A Unicamp emitiu nota informando que recebeu manifestação do Ministério Público com novos indícios relacionados ao caso e solicitou a instauração de sindicância administrativa. A universidade destacou que "já apurou os fatos internamente" e que, nas ações movidas por docentes contra a FAPESP, as decisões de mérito têm sido favoráveis à instituição, com a condenação dos pesquisadores ao ressarcimento dos valores à fundação.

Já a FAPESP afirmou que constatou irregularidades na prestação de contas de projetos de pesquisa e que, no entendimento da fundação, os pesquisadores responsáveis contribuíram culposamente para os desvios ao franquearem indevidamente o acesso de terceiros às contas bancárias vinculadas aos projetos. A fundação ajuizou 34 ações de cobrança contra todos os pesquisadores responsáveis por projetos onde se verificaram desvios.

Próximos passos

Com a documentação reunida, o pedido de extradição será encaminhado ao Reino Unido, país onde Ligiane está atualmente.
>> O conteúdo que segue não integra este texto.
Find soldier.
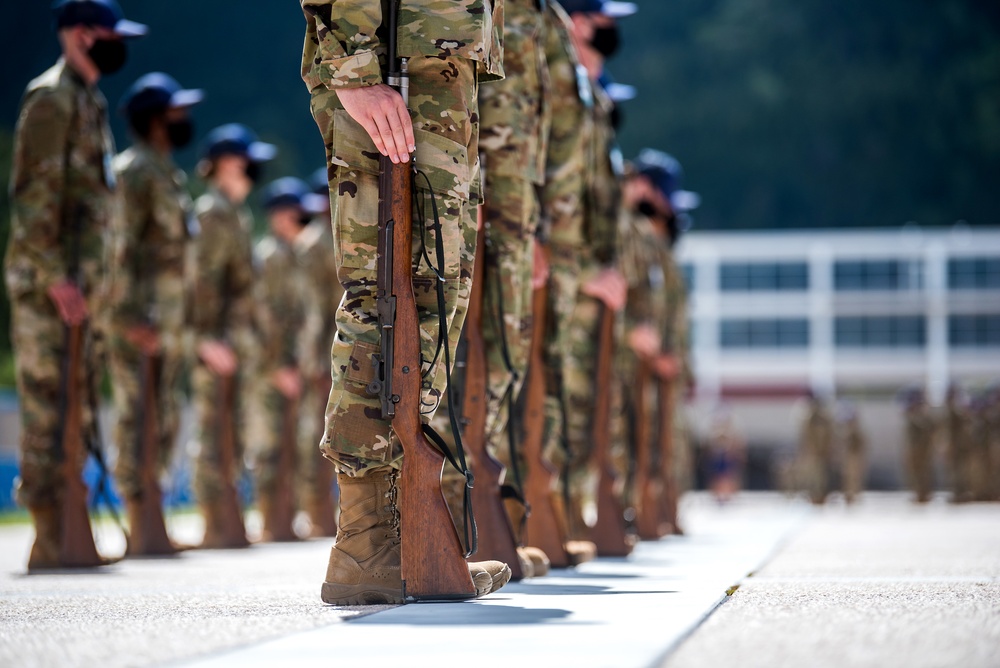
[191,123,277,547]
[293,167,344,538]
[945,383,974,503]
[246,176,319,541]
[553,0,636,539]
[799,392,833,505]
[840,401,866,504]
[110,72,202,555]
[903,387,936,503]
[302,0,510,604]
[5,0,146,570]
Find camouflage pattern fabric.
[312,54,479,476]
[245,236,308,493]
[110,142,193,498]
[191,187,257,503]
[301,0,504,91]
[5,59,121,506]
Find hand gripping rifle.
[128,352,177,554]
[590,305,632,557]
[375,0,476,601]
[461,206,524,580]
[521,250,570,568]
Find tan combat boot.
[320,468,510,605]
[28,506,60,571]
As autoridades britânicas ficarão responsáveis por analisar se autorizam ou não a entrega, avaliando requisitos legais como as garantias de direitos humanos. A palavra final é do país estrangeiro e, se a extradição for autorizada, o Brasil deverá providenciar a transferência e a prisão em Tremembé.

O caso continua a gerar repercussão no meio acadêmico e jurídico, destacando vulnerabilidades nos sistemas de controle de recursos públicos destinados à pesquisa científica no país.